David L'Epée
David L'Epée

5 juin 2023 6 minutes de lecture

Un spécialiste du genre et de la diversité rêve d’abattre la neutralité suisse

« La guerre est une chose trop grave pour la confier à des militaires » disait Clémenceau. C’est vrai : pourquoi ne pas la confier plutôt à des spécialistes du genre et de la diversité ? Avec deux ennemis en ligne de mire : la Russie et... la Suisse !

On reparle de la guerre en Ukraine et de l’attitude de la Suisse face à ce conflit. Si la majorité de mes compatriotes semble attachée à la neutralité et n’a aucune envie de se serrer en rangs d’oignons derrière l’un ou l’autre des deux camps en conflit, ce n’est pas le cas de nos élites qui, depuis le début des hostilités, poussent des hauts cris pour demander à ce que la Confédération suive sans regimber les sanctions de l’Union européenne contre la Russie et fournisse à la clique de Zelensky toutes les armes qu’on lui demande. Chaque jour la presse suisse se fait le porte-voix de tel ou tel représentant des milieux politiques, médiatiques ou culturels appelant à la nouvelle guerre sainte contre l’ogre poutinien. Si la sincérité de leur haine de la Russie (ou leur « russophobie », comme le disait Giulietto Chiesa dans un passionnant essai paru il y a quelques années) ne fait aucun doute, il est toutefois très probable qu’elle ne constitue qu’un prétexte parmi d’autres visant un but plus immédiat : faire tomber les dernières digues qui permettent à notre pays de maintenir un semblant de souveraineté et de résister face aux diktats de Bruxelles.

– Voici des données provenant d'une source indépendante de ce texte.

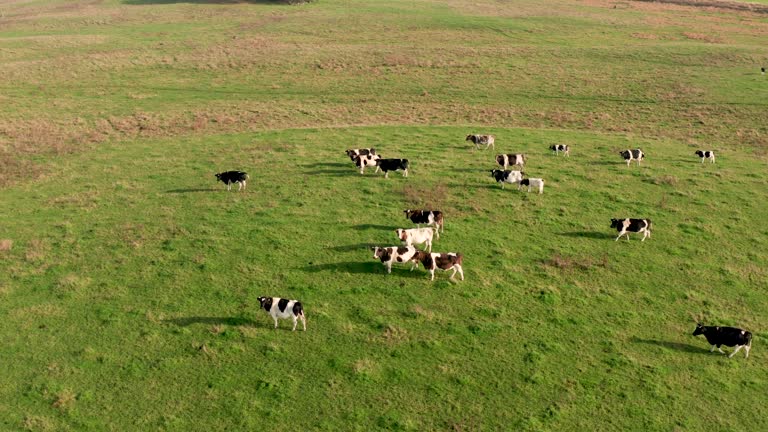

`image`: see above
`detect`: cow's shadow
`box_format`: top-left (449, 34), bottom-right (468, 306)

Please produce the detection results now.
top-left (303, 162), bottom-right (349, 168)
top-left (165, 188), bottom-right (220, 193)
top-left (301, 261), bottom-right (422, 277)
top-left (558, 231), bottom-right (614, 239)
top-left (164, 316), bottom-right (255, 327)
top-left (351, 224), bottom-right (398, 231)
top-left (631, 337), bottom-right (709, 354)
top-left (325, 243), bottom-right (377, 252)
top-left (310, 169), bottom-right (357, 176)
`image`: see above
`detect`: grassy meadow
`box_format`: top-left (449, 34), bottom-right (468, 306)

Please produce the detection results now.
top-left (1, 0), bottom-right (768, 430)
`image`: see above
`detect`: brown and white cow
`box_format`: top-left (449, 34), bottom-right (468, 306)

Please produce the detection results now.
top-left (395, 228), bottom-right (434, 252)
top-left (466, 134), bottom-right (495, 150)
top-left (346, 148), bottom-right (376, 162)
top-left (372, 246), bottom-right (419, 274)
top-left (411, 250), bottom-right (464, 281)
top-left (496, 153), bottom-right (525, 170)
top-left (404, 209), bottom-right (444, 238)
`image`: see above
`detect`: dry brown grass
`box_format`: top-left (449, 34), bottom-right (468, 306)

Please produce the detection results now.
top-left (25, 239), bottom-right (48, 262)
top-left (51, 389), bottom-right (77, 412)
top-left (545, 253), bottom-right (608, 271)
top-left (400, 183), bottom-right (448, 209)
top-left (0, 239), bottom-right (12, 251)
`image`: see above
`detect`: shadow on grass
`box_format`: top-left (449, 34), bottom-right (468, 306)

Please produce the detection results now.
top-left (558, 231), bottom-right (614, 240)
top-left (124, 0), bottom-right (302, 4)
top-left (631, 337), bottom-right (708, 354)
top-left (311, 169), bottom-right (358, 176)
top-left (326, 243), bottom-right (376, 252)
top-left (302, 261), bottom-right (422, 277)
top-left (165, 188), bottom-right (220, 193)
top-left (304, 162), bottom-right (348, 168)
top-left (164, 316), bottom-right (255, 327)
top-left (351, 224), bottom-right (398, 230)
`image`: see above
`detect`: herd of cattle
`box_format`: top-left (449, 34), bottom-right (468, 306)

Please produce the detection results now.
top-left (211, 134), bottom-right (751, 360)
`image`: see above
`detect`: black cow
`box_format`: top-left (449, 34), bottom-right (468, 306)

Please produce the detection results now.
top-left (376, 158), bottom-right (409, 178)
top-left (610, 218), bottom-right (651, 241)
top-left (762, 67), bottom-right (765, 75)
top-left (693, 323), bottom-right (752, 358)
top-left (404, 209), bottom-right (444, 237)
top-left (619, 149), bottom-right (644, 166)
top-left (215, 171), bottom-right (249, 191)
top-left (694, 150), bottom-right (715, 164)
top-left (550, 144), bottom-right (569, 157)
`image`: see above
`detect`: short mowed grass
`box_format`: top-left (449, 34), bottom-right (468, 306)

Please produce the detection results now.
top-left (2, 0), bottom-right (768, 430)
top-left (2, 126), bottom-right (768, 430)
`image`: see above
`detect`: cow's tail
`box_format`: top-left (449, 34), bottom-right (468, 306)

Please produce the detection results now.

Cette volonté d’alignement, de normalisation, est patente dans certaines tribunes qu’on peut trouver çà et là, toujours en bonne place dans les médias de grand chemin. La dernière que j’ai lue dans ce goût-là est parue dans Le Temps du 17 mai, elle s’intitulait « La “neutralité” suisse à la lumière de l’agression russe contre l’Ukraine » et était signée par un certain Marius Diserens, élu Vert de Nyon et présenté comme un… spécialiste du genre et de la diversité ! En voilà une belle « spécialité », qui fleure bon l’esprit des nouveaux campus déconstruits et qui, à n’en pas douter, donne à celui qui s’en pare toute légitimité à exprimer un avis éclairé sur des questions de politique internationale ! Que nous dit donc cet éminent spécialiste de l’art de la guerre ?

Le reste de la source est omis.